Global face for Asian Champions League semis
Europeans and South Americans will wage proxy football battles in the Asian Champions League semifinals.
A Serbian coach is pitted against an Argentine, while a Brazilian tussles with a Frenchman with spots in the Nov. 7 final in Tokyo at stake.
Not only that, whichever of the four teams still in contention can create some ACL history by winning the title.
South Korea’s Pohang Steelers and Al Ittihad of Saudi Arabia are aiming for a record third continental championship, while Nagoya Grampus of Japan and Qatar’s Umm Salal want to celebrate a first win.
Al Ittihad, led by former Argentina defender Gabriel Calderon, host Nagoya in Jeddah on Wednesday in the first ever Asian Champions League matchup featuring teams from two of the traditional soccer powers of the region.
The Tigers have a vast amount of Asian experience and lifted the 2004 and 2005 titles. Nagoya, a team coached by former Yugoslav international Dragan Stojkovic, is in its first ever continental tournament and playing in West Asia for the first time.
The Saudi team is the favorite and in great form after a 5-1 aggregate quarterfinal victory over Uzbekistan’s Pakhtakor and four wins out of four in the domestic competition.
“Our next match in the semifinals will not be easy,” Calderon said. “We need to travel to Japan and we will face a strong team but since we accept no excuses I think we will secure the win and qualify for the final.”
Al Ittihad will be without 2004 and 2005 veteran Redha Tukar through suspension while Nagoya’s defensive problems stem from a more unusual source.
Takahiro Masukawa has contracted swine flu, though there is some better news for coach Stojkovic as international striker Keiji Tamada could recover from a rib injury sustained while playing for Japan against Hong Kong two weeks ago.
Nagoya knocked out South Korea champions Suwon Bluewings in the second round and a late goal from Australian target man Josh Kennedy gave them a narrow win over fellow J-League team Kawasaki Frontale in the quarterfinals.
Unlike its unstoppable Saudi opponent, Nagoya is in indifferent form. Just ninth in the J-League, the club is now fully focused on making sure that Japan has a representative in the Tokyo final and a number of players were rested in the 2-1 defeat at Yokohama F Marinos last weekend.

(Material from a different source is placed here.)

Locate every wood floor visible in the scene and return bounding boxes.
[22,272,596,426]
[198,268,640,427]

There is no rest for Pohang Steelers. The Korean team, led by Brazil’s Sergio Farias, is still challenging for the K-League title but the team has saved some of its best performances this season for Asian encounters.
In the second round, Australia’s Newcastle Jets were thrashed 6-0. In the quarterfinal, Pohang overturned a 3-1 first leg defeat at Uzbekistan’s Bunyodkor to win 5-4 on aggregate.
It was a stunning display of attacking football which Bunyodkor’s World Cup winning Brazilian coach Luiz Felipe Scolari had no answer to.
Scolari’s fellow Brazilian and Pohang striker Denilson is trying not to get too carried away.
“My goal and the team’s goal is to win the Champions League,” the powerful forward said. “This will be the best reward for the players, staff, fans and everyone else. We gained a lot of experience from last year’s Champions League, which was a big disappointment, so we’re eager to do better this year. We learned how to reduce mistakes and prepared well for the tournament. Every player knows his role in the team and this has made the difference.”
With just one defeat in 17 domestic games, Pohang is in good form at the right time. Umm Salal may be fresher, just three games into its domestic season, but the wealthy Qatar club has yet to win a domestic match.
It did well in the ACL quarterfinal, eliminating highly fancied FC Seoul to deny South Korea an all K-League semifinal.
French coach Gerard Gili has assembled and expensive and effective Brazilian strike force. Magno Alves was Qatar’s leading league scorer last season, and partner Davi provides able support.
It could be a busy night for Pohang’s highly-rated defensive duo of Kim Hyung-il, back in the team after suspension, and Hwang Jae-won.
Both teams are hoping for a busy few weeks that take in Tokyo and then FIFA’s Club World Championship in the United Arab Emirates in December.